Official toolkit for paper: MusicScore: A Dataset for Music Score Modeling and Generation.
This codebase contains two parts:
- Two step scripts for cleaning sheet music score images, refers to ./data_process/.
- Evaluation scripts for music score generation experiment for reproducing the Fréchet Inception Distance (FID) scores in Section 4.2, refers to ./evaluation/.
Dataset download itself is not included in this codebase, please jump through this portal.
This codebase maintains two steps of filtering sheet music score images.
We distinguish whether an image is high quality or not by identifying color depth. The color depth of 1-bit corresponds to black and white images, while the color depth of 8-bit or 16-bit corresponds to color images. The color depth filter script is provided data_process/color_depth_filter/color_depth.py which multiprocess supported.
We implement a classification model to filter score and non-score images, refers to data_process/non_cover_filter/cover.ipynb. The notebook contains:
- Training and inferencing scripts of non-score filter model.
- Processing script of restoring
hd_data
after applying the classification model. - Evaluation script of non-score filter model.
The training and testing dataset locates in ./cover_data/, containing 450 and 50 images respectively. We also provide trained model checkpoint which can be loaded for inference.
Our cover and non-cover classification achieved a 90% accuracy on our test dataset. The evaluation metrics are presented in the table below:
Class | Precision | Recall | F1-score | Support |
---|---|---|---|---|
Non-score | 0.9524 | 1.0000 | 0.9756 | 20 |
Score | 1.0000 | 0.9667 | 0.9831 | 30 |
Accuracy | 0.9800 | 50 | ||
Macro avg | 0.9762 | 0.9833 | 0.9793 | 50 |
Weighted avg | 0.9810 | 0.9800 | 0.9801 | 50 |
We also provide multi-processing enhanced pdf2img script that we used to slice music score PDF files into single page images. The script can be migrated to any tasks that requires PDF to image slicing.
In paper, we conduct music score generation experiment which is a image generation task driven by text. We fine-tuned Stable Diffusion 2.0 using stable-diffusion-2-base checkpoint.
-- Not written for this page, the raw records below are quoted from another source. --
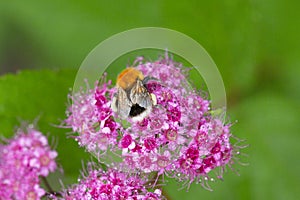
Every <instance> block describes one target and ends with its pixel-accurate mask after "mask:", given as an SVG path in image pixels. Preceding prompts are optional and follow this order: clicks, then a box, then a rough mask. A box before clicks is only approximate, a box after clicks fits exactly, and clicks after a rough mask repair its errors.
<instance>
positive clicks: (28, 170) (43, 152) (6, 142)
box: [0, 127, 57, 200]
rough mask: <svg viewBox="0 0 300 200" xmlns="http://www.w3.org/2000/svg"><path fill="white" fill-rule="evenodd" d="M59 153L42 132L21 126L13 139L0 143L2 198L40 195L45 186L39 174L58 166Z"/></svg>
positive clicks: (41, 192)
mask: <svg viewBox="0 0 300 200" xmlns="http://www.w3.org/2000/svg"><path fill="white" fill-rule="evenodd" d="M56 156H57V153H56V151H52V150H51V149H50V147H49V145H48V141H47V138H46V137H45V136H44V135H43V134H42V133H41V132H39V131H37V130H35V129H33V128H32V127H28V128H27V130H26V131H22V130H18V132H17V134H16V136H15V137H14V138H13V139H10V140H6V144H5V145H0V188H1V190H0V199H5V200H9V199H25V200H31V199H40V198H41V197H42V196H43V195H44V194H45V190H44V189H42V188H41V187H40V183H39V176H42V177H46V176H48V174H49V172H53V171H54V170H55V169H56V162H55V160H54V159H55V158H56Z"/></svg>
In Section 4.2, we performed evaluation by calculating FID-k scores on different amount of samples in three subsets, where k represents the amount of samples. We provide inferencing scripts of text-to-score generation, refers to t2i_eval.py. Example usage:
python evaluation/t2i_eval.py \
--scale "MS-400" \ # choose from ["MS-400","MS-14k","MS-200k"]
--data_dir /path/to/your/real_images
The FID calculation requires pytorch-fid library which can installed by pip install pytorch-fid
. For our use case, run:
python -m pytorch_fid \
/path/to/real_images \
/path/to/generated_images \
--device cuda:0 \
--num-workers 14
In our experiment, we perform all inferences under 512x512 resolution. We use DDIM Sampler with 250 DDIM sampling steps. We guide our generation using Classifier-Free Guidance with CFG = 4.0. The evaluation result in our paper refers to the table below.
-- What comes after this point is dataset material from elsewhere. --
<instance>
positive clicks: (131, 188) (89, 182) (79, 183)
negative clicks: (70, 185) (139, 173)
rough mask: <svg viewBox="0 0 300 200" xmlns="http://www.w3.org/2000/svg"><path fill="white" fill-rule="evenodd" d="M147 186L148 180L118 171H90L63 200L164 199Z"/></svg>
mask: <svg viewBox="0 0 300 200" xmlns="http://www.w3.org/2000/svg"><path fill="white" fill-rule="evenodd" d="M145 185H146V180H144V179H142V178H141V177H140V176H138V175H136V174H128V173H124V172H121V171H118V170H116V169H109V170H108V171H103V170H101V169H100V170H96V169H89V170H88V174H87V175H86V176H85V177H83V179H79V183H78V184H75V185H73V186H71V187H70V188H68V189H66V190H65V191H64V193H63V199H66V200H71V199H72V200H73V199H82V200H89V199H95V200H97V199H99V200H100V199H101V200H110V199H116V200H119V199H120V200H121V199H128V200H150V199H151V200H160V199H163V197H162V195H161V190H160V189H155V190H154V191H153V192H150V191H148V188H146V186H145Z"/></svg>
Subset | MusicScore-400 | MusicScore-14k | MusicScore-200k |
---|---|---|---|
FID-8 | 114.65 | 297.60 | 294.76 |
FID-16 | 85.81 | 221.42 | 314.06 |
FID-32 | 84.33 | 255.00 | 264.02 |
FID-64 | 74.46 | 229.16 | 261.28 |
A sample generated result refers to the figure below.
Prompt (starting from left):
- a music score, instrumentation is violin, key is A major
- a music score, instrumentation is violin
- a music score, instrumentation is piano, key is A major
- a music score, instrumentation is piano
The data, code and model weights are licensed under CC-BY 4.0.
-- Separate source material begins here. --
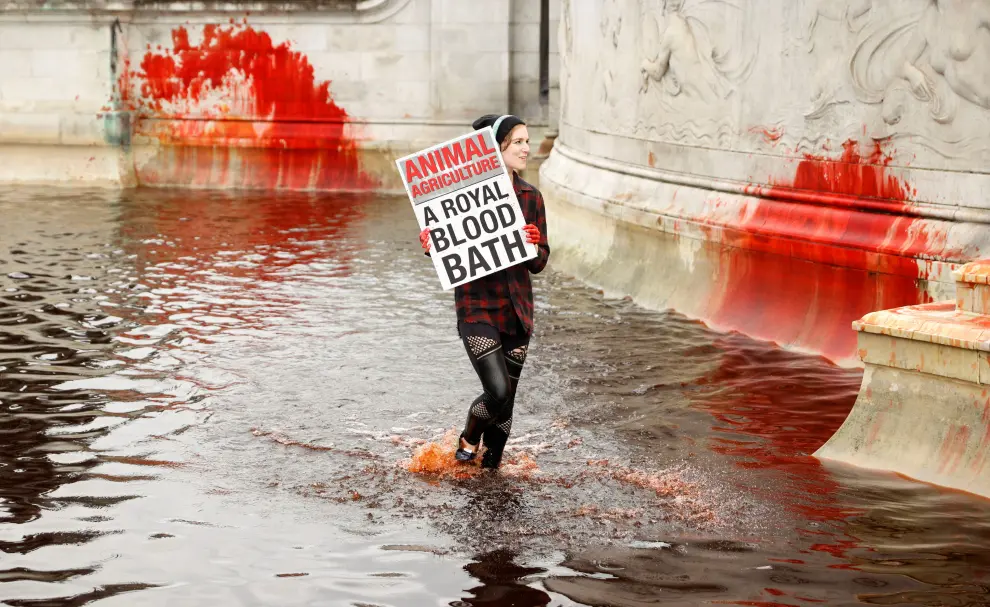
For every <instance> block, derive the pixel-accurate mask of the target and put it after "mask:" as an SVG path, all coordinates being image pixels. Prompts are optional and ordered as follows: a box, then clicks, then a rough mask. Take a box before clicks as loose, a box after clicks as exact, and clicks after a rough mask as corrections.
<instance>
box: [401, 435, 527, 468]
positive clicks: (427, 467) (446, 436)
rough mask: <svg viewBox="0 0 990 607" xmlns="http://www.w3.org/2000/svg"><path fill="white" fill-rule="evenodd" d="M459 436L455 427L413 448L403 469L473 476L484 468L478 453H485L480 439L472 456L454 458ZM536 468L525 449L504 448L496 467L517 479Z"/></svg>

If you use related contents about this work, do consider citing this work using the following BibTeX entries:
@misc{lin2024musicscore,
title={MusicScore: A Dataset for Music Score Modeling and Generation},
author={Yuheng Lin and Zheqi Dai and Qiuqiang Kong},
year={2024},
journal={arXiv preprint arXiv:2406.11462},
}
@misc{dai2024msscript,
author={Zheqi Dai, Yuheng Lin and Qiuqiang Kong},
title={{MusicScore-script: Data Processing Toolkit}},
month={June},
year={2024},
note={Version 0.1.0},
howpublished={\url{https://github.com/dzq84/MusicScore-script}},
}